Entering as the second track, “Death in the Eyes of Dawn,” can be labeled as softer continuation of the album’s dawning. With its hazy, melancholic beginning, it easily is given the stamp of a memorable tune that compares with other less harsh approaches in heavier music. More specifically, it contrasts with “Thoughts Like Hammers,” in that, its texture is somewhat exploratory; it is characterized by a singing in the chorus that tugs at one’s tendency to sing along. This factor, as in any band’s or artist’s work, is vital because it allows listeners to be participants rather than beings placed in observatory trances. While it also complements “Thoughts Like Hammers” with the necessary purging of thought, it has a relaxed quality in its atmosphere. An intense, rapid guitar solo greets listeners near the song’s end, which is then met by an abrupt progressive tinted session. Nevertheless, the song does not seem to lose its theme by repeating melodies.
If one of the album’s tracks had to be pinned to mimicking the function of its title, “Storm of Memories” is that piece. A drum rhythm livened by Cato Bekkevold immediately becomes the focus, which is appropriately blurred with an inclusion of vocalizations that seem to reflect the band’s depiction of the nature and motion of memories.
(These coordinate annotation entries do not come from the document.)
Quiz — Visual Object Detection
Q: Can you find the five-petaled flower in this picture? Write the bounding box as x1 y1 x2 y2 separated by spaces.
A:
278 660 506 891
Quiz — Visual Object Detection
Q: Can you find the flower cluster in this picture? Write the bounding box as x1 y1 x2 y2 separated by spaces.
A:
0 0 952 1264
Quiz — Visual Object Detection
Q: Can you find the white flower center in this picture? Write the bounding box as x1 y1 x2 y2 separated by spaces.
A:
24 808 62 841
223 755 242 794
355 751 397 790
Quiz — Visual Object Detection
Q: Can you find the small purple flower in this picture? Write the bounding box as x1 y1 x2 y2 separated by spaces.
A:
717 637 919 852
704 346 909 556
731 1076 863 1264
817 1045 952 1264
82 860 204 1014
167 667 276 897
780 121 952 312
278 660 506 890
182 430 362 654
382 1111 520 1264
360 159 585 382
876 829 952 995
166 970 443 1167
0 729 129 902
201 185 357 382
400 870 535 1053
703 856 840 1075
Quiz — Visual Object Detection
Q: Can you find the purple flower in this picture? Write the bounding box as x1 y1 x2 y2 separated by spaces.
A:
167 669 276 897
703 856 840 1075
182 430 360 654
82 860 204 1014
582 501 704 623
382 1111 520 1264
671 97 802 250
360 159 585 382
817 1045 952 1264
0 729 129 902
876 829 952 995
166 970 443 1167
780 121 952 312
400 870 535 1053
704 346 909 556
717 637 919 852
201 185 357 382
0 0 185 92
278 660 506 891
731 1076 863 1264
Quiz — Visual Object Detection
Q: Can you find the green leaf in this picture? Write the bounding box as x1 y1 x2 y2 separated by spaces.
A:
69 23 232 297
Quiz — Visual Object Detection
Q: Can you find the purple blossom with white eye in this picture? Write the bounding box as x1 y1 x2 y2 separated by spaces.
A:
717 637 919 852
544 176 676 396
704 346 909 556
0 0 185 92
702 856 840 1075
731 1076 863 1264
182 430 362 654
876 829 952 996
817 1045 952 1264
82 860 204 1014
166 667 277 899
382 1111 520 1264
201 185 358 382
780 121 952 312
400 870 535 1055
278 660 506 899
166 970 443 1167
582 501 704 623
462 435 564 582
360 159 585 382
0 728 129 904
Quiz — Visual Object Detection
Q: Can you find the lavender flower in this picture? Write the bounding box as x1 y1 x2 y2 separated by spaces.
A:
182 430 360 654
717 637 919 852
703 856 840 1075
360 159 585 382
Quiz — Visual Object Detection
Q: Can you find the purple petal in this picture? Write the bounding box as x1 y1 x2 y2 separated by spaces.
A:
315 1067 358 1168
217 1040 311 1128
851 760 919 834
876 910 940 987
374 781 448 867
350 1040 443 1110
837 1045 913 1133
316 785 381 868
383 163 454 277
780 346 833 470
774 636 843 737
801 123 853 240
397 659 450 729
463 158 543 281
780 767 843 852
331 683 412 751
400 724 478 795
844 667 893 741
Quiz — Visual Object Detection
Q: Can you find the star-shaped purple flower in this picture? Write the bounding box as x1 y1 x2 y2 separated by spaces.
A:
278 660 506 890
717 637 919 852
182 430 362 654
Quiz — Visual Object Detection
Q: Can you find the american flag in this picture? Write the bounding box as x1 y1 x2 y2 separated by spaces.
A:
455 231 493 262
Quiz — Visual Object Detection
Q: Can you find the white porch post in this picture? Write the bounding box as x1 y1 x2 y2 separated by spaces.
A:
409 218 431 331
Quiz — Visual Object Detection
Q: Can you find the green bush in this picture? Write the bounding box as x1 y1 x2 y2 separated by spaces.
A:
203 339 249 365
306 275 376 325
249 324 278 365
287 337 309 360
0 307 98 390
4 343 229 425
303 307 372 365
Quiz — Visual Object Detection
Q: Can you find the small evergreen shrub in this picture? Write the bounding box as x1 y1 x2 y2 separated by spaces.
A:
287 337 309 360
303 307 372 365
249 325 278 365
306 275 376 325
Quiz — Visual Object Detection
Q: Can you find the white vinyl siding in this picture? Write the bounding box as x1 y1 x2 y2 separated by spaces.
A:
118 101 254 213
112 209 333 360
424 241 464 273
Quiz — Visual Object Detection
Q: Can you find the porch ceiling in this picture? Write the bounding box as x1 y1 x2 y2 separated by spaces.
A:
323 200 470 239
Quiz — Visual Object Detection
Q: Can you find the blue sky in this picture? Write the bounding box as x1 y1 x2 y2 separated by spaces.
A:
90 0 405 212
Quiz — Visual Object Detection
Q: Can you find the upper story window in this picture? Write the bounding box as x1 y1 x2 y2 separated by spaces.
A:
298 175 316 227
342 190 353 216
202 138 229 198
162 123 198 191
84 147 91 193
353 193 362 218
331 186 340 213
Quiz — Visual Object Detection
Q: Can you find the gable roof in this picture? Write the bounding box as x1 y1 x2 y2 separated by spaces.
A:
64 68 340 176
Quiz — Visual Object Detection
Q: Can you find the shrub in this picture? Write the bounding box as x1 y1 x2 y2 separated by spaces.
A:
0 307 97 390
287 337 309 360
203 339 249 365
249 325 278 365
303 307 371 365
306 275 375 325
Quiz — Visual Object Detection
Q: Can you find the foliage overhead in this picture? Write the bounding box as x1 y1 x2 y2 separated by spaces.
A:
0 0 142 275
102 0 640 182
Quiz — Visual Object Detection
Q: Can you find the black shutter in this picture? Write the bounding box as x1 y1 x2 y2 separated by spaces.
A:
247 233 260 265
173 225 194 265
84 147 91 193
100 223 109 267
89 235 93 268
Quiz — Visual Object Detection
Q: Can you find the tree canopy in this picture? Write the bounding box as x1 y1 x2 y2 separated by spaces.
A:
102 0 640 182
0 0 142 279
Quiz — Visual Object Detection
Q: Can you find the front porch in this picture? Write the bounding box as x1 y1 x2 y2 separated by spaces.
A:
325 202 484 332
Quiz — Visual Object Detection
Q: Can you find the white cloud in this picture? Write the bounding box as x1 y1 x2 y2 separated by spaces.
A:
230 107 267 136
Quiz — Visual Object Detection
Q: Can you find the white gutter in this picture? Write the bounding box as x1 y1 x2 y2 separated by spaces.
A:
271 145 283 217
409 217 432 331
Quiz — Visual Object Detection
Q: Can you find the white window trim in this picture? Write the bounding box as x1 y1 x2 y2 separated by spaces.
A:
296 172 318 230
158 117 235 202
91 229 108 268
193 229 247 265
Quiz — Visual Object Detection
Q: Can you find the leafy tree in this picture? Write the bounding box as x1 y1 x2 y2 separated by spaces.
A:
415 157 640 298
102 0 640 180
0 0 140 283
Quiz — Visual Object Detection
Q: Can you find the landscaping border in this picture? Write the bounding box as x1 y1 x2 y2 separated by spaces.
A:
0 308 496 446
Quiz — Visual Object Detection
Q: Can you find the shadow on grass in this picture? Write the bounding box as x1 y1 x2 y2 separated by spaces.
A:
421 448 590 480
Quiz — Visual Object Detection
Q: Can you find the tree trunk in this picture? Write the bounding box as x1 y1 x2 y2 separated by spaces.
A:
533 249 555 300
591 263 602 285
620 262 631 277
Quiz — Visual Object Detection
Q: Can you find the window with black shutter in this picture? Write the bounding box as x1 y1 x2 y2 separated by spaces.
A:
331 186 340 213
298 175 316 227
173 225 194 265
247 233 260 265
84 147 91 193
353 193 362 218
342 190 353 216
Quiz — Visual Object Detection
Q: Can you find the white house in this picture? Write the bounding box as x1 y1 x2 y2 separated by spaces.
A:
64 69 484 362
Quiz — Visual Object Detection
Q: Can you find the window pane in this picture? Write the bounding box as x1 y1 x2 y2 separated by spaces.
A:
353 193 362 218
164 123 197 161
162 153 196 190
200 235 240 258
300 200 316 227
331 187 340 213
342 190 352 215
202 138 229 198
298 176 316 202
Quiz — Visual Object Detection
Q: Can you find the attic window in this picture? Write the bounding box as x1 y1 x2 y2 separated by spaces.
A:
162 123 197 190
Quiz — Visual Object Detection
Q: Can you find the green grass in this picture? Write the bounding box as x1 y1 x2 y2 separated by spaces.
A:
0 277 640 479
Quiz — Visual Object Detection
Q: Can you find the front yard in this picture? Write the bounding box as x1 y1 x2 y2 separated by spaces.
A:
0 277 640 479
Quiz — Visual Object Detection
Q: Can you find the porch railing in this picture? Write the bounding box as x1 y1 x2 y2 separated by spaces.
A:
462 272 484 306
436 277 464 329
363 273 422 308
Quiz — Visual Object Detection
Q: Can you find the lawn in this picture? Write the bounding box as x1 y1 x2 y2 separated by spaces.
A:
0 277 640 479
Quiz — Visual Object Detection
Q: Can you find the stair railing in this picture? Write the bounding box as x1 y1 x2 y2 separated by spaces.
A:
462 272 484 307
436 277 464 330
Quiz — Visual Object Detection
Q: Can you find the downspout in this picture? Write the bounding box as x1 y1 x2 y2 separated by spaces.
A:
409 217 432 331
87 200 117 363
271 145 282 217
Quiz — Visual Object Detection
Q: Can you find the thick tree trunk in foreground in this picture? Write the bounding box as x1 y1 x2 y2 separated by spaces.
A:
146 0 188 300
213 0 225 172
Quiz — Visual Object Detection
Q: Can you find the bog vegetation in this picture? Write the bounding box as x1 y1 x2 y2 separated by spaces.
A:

This track can also be associated with a wildness that can be interpreted as a connection with RIITIIЯ‘s overall message that represents the practices of humankind.
The majority of the album seems to perform as a bundled mass, capable and determined to strike another type of awareness for knowing fans as well as folks interested in heavier sounds. This clustered nature may leave some ears of followers slightly puzzled; this possible wondering, however, protected. There are hints thrown toward Enslaved’s initial instrumentation, but this does not escape a strong advancement found in a mellow, matured approach of lyrical expression. This projects its voice to remain a vital force in the heavy metal arena and absorbing in a youthful enthusiasm.